The Scoop – An eerie, atmospheric sci-fi story which packs an emotional punch
When twelve silent, monolithic alien spaceships touch down at twelve locations across the planet, humanity is thrown into chaos. Nobody knows what the aliens want, and whether they are dangerous. In Montana, linguistics professor Louise Banks (Amy Adams) is brought in, along with physicist Ian Donnelly (Jeremy Renner), to try and find a way of talking to these extraterrestrial visitors.
Working against the clock, under the suspicious eye of the FBI and of Army Colonel Weber (Forest Whitaker), Louise and Ian must decipher the strange symbols which the aliens use to communicate. As the tension mounts and global war threatens, Louise finds that her immersion in this new language is changing her in unexpected ways.
This quiet, beguiling film takes a science fiction staple – the arrival of alien visitors on earth – and then declines to go in the direction we might expect. There are no explosions (well, alright, there is one), very few guns, and only the odd glimpse of global carnage. The monsters themselves remain largely hidden in the mist. Our focus is on the face of Amy Adams: tired, determined, illuminated with wonder.
Don’t read too much about Arrival before you go and see it, because the story’s gentle rug-pull in the third act needs to be experienced firsthand. We’re left haunted by some timely questions about empathy, about reaching out towards the Other, and about the painful choices we must make in order to truly live.
The questions below contain plot spoilers.
- What were you expecting when you went to see the film, and did it live up to your expectations? What other films would you compare it to?
- How did you react to Amy Adams’ central performance? What qualities did she bring to the character of Louise?
- What did the film’s cinematography and sound add to your experience? Were there any visual moments, or moments from the soundtrack, which particularly struck you? How would you describe Arrival‘s overall atmosphere?
- What did you think of the film’s special effects, including the design of the spaceships, and of the Heptapods themselves?
Language is the first weapon drawn in a conflict. – Louise
- How does Louise approach opening up communication with the Heptapods? Why does she believe that they need to see her without her hazmat suit on, and why do she and Ian give them nicknames? What do you think are the key components of good communication?
- Have you ever tried to communicate with someone whose life experiences or point of view were completely ‘alien’ to your own? What did you find helpful, and what got in the way? How effectively do you think the film captured this experience?
- What does the film have to say about the power of language, both to connect us and to come between us? In what sense can language be a ‘weapon’? Can you think of some recent real-life examples of language being used as a weapon?
- How do Louise and Ian’s aims clash with the aims of the military and the FBI throughout the film? What points might the filmmakers be making about our tendency to react defensively in the face of the unknown, and the damage this can do?

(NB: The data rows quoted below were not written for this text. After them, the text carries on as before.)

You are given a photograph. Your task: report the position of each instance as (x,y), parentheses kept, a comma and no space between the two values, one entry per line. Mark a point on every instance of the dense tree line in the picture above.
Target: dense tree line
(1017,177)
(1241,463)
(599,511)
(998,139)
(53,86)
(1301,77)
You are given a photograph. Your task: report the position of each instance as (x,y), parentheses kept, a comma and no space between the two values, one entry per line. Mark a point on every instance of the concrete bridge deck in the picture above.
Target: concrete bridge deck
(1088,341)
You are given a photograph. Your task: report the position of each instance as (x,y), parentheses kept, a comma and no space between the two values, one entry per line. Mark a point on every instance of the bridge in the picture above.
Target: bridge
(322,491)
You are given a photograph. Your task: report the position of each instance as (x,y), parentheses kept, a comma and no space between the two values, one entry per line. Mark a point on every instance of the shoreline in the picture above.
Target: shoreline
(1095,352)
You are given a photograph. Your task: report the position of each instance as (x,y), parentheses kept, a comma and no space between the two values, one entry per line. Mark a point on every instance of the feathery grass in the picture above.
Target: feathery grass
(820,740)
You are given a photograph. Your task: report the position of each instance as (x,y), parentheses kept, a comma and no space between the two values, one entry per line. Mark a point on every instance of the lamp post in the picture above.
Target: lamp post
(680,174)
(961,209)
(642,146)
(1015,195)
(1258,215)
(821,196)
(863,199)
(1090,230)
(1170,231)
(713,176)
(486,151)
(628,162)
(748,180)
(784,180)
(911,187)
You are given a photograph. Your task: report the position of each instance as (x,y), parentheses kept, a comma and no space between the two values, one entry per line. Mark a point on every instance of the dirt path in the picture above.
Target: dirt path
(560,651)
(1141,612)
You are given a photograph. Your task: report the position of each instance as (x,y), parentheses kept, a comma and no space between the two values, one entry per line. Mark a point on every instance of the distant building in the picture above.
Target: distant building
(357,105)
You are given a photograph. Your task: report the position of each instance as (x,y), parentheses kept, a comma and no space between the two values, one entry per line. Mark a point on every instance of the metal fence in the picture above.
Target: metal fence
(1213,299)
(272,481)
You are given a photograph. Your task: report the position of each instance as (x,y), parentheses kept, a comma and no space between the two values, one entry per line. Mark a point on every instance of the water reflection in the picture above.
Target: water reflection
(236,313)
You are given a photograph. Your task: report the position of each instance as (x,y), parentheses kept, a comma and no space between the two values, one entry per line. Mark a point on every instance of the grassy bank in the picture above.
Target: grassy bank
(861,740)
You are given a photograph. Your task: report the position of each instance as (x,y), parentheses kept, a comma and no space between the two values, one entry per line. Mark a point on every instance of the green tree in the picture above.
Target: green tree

- How, and why, is Louise so deeply affected by her immersion in the Heptapod language? What do you think of the idea – known as the Sapir-Whorf hypothesis – that language actually shapes how we think and how we view the world? What deeper implications might this idea have?
Are you dreaming in their language? – Ian
- How did you react to the film’s twist? Did you see it coming, or were you surprised? How did it re-shape your understanding of the story?
- What did you think of Louise’s choice to embrace her future, despite knowing where it would lead? Do you think she made the right choice, and would you have done the same in her place?
- At the end of the film, Louise asks Ian whether he would have made different choices in his life, if he’d been able to see the future. How would you answer this question in relation to your own life? How can we learn to make peace with the certainties and the uncertainties of our own futures?